Technique
Benefit
Zoom mode + CD acquisition of small volume of tissue containing PVL channel only
Highest possible volume rate
Single-beat acquisition only
Avoidance of stitching artifacts
Multiplanar presentation
Measurements of CSA of VC, minimum and maximum dimensions of VC, channel length
Fig. 5.1
CD-mapped flow across PVL with the identification of true VC (arrow)
Beside the PVL itself, the appearance of adjoining structures should also be appreciated. The close vicinity of protruding calcium deposits or prosthesis’ horns may hinder full expansion of occluding device’s discs and thus deteriorate the completeness of PVL sealing, which is particularly relevant should a paravalvular leak device (PLD) be used.

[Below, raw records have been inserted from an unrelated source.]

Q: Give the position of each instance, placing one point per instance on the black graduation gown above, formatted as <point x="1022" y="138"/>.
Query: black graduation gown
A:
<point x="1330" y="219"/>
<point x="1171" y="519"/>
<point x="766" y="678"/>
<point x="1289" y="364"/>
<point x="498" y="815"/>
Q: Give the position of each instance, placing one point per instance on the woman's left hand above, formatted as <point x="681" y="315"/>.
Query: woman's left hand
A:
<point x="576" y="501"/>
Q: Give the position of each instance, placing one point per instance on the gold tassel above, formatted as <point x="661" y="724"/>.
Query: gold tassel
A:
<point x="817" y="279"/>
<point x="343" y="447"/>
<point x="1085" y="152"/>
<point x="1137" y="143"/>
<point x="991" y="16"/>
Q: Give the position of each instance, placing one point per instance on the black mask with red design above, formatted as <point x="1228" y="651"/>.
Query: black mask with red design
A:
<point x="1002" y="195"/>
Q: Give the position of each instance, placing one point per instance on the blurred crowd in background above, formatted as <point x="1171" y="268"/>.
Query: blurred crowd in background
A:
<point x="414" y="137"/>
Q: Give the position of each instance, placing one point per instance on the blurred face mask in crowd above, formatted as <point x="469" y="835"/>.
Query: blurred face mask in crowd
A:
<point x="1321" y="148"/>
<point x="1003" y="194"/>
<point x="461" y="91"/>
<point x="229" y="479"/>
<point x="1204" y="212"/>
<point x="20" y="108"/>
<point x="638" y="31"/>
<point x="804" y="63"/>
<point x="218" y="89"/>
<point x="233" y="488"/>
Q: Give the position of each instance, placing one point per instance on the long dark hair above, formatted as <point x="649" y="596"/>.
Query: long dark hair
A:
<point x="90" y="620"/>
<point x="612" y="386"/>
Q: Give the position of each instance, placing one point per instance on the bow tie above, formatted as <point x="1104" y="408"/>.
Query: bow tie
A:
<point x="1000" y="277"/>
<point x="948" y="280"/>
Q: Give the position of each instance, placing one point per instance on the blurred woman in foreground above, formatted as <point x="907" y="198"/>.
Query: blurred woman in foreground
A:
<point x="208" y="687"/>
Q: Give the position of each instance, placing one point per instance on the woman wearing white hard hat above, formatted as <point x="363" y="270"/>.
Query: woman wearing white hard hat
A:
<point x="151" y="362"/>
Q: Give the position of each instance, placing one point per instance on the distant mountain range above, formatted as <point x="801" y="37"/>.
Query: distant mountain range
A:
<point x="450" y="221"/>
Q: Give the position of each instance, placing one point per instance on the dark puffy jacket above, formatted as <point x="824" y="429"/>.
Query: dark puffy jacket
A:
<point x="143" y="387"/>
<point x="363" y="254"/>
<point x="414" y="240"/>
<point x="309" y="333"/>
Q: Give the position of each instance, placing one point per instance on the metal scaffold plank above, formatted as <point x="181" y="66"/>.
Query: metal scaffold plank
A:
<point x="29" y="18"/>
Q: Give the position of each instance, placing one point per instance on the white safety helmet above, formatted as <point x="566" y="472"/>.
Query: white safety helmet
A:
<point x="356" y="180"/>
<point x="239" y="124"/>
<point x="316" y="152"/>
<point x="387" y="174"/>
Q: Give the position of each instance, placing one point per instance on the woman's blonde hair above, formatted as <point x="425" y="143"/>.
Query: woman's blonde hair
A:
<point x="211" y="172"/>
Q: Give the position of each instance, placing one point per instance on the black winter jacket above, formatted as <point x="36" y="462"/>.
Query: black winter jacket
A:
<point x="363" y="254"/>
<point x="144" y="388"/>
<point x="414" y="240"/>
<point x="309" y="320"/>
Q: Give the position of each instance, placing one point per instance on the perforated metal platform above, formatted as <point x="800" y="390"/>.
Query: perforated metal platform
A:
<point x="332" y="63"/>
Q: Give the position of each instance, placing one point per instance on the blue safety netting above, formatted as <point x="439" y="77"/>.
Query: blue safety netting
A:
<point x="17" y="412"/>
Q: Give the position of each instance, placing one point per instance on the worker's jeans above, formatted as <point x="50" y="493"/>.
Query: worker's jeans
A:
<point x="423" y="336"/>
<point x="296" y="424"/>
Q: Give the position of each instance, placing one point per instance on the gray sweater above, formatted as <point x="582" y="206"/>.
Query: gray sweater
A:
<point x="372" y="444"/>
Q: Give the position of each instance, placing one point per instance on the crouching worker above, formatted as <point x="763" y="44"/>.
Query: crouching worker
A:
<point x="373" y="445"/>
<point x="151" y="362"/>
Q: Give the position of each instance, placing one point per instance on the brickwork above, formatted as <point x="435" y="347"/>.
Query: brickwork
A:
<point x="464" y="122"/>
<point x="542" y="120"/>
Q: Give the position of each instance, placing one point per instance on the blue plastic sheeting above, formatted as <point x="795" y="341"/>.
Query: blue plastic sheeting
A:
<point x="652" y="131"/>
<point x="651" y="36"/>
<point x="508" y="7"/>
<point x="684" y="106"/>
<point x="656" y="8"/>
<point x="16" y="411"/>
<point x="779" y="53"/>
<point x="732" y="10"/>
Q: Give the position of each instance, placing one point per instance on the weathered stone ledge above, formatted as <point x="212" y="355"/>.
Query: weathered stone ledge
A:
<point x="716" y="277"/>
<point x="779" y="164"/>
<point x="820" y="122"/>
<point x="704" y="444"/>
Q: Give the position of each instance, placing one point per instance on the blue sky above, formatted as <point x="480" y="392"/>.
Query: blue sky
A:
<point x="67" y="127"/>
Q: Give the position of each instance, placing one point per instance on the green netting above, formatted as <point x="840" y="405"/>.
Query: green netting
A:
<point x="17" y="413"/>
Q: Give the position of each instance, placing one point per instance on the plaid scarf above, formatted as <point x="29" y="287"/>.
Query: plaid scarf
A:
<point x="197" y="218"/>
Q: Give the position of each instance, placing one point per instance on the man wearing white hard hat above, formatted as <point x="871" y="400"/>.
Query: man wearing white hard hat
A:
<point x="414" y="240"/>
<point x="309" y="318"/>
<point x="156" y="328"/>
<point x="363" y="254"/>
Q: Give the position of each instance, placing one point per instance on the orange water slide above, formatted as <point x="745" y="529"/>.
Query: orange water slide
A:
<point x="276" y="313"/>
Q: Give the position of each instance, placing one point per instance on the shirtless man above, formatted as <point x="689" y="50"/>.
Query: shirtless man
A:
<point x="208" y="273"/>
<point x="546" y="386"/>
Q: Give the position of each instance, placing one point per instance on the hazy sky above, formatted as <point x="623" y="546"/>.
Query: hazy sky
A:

5.1.3 Echo-Driven Choice of Occluding Devices
From a practical standpoint, it is important to allocate the observed PVL into one of two groups presented in Table 5.2. Such approach is intended to choose optimal occluding devices as described in detail in Chaps. 5 and 9 (either Amplatzer Vascular Plug III—AVP III—implanted in multiplug technique or PLD used a single device). For sizing of PVL channel, RT-3D TEE with CD is usually an excellent tool with previously mentioned limitations related mainly to the location of the lesion. For a multiplug approach, the cross-sectional area (CSA) of the PVL vena contracta (VC) is the key parameter [5]—see Fig. 5.2a, b. Should a PLD be chosen as best anatomy-matched device, minimum and maximum diameters of PVL VC dictate the size of the device without any oversizing [6]—see Fig. 5.3a, b.
Table 5.2
PVL anatomy features relevant for device choice
Suitable for multiplug AVP III | Suitable for single PLD |
---|---|
Irregular/crescent CSA of VC | Round /oval CSA of VC |
Channel length >5 mm | Channel length ≤5 mm |
Bulks of calcium within channel or surrounding structures that might impede full expansion of discs | No structures potentially impeding disc apposition |
Fig. 5.2
Measurement of cross-sectional area (CSA) of VC in mitral (a) and aortic (b) PVL
Fig. 5.3
Measurement of maximum and minimum diameters of VC (D1, D2) and length of the channel (D3) in mitral (a) and aortic (b)
5.1.4 Technical Tips
To achieve the best attainable quality of imaging, the most rudimentary technical aspects also need to be taken into account. The first difficulty may be caused by the patient’s position during the procedure (horizontal as opposed to left lateral during standard TEE examination). In some patients, it significantly deteriorates the quality of the image. Placing a pillow under patient’s right shoulder blade and thus regaining more TEE-friendly heart position within the chest can solve the problem. Long time of procedure may also be of consequence due to gradual drying out of the esophagus. This problem may easily be prevented in most cases by regular use of rubber sheaths for TEE probe amply filled with saline or ultrasound gel.
5.2 Echocardiographic Guidance for Specific PVL Location
Echocardiographic determination of PVL location, discussed in detail in Chap. 4, is pivotal for the choice of the access site. Likewise, the chosen approach for TPVLC poses specific challenges for echocardiography guiding.
5.2.1 Para-aortic Leak: Transvascular Access
In majority of patients, the PVL can usually be easily identified and crossed on fluoroscopy provided the location is known from echo. Thus, in many patients, 2D TEE may be sufficient for TPVLC guiding. Given friendly anatomy, on standard short and long axis (SAX, LAX) views with CD, the CSA of PVL’s VC, minimum and maximum dimensions, and the channel length can be measured with satisfying precision. If the PVL channel is oblique, RT 3D TEE with CD may visualize the course of the channel and identify the true VC dimensions. During TPVLC, performed in a retrograde manner from transfemoral arterial access, constant echo surveillance is needed to identify potential reasons for complications. First, after forming the loop in the left ventricle (LV), the tip of the guidewire may migrate across the mitral valve into LA increasing the risk of tamponade if unobserved. Secondly, retraction of partially opened occluders before their implantation may result in mitral subvalvular apparatus impingement and chordal rupture unless timely identified—Fig. 5.4. If a PLD is used, 3T 3D TEE may visualize the plug’s distal disc within the left ventricular outflow tract (LVOT) and thus be helpful in orientating the device properly. After full expansion of occluding devices but before their release, the mobility of prosthetic discs has to be verified, with 2D TEE being usually an excellent tool. Both 2D and 3D TEE are useful for assessment of TPVLC effect as described below.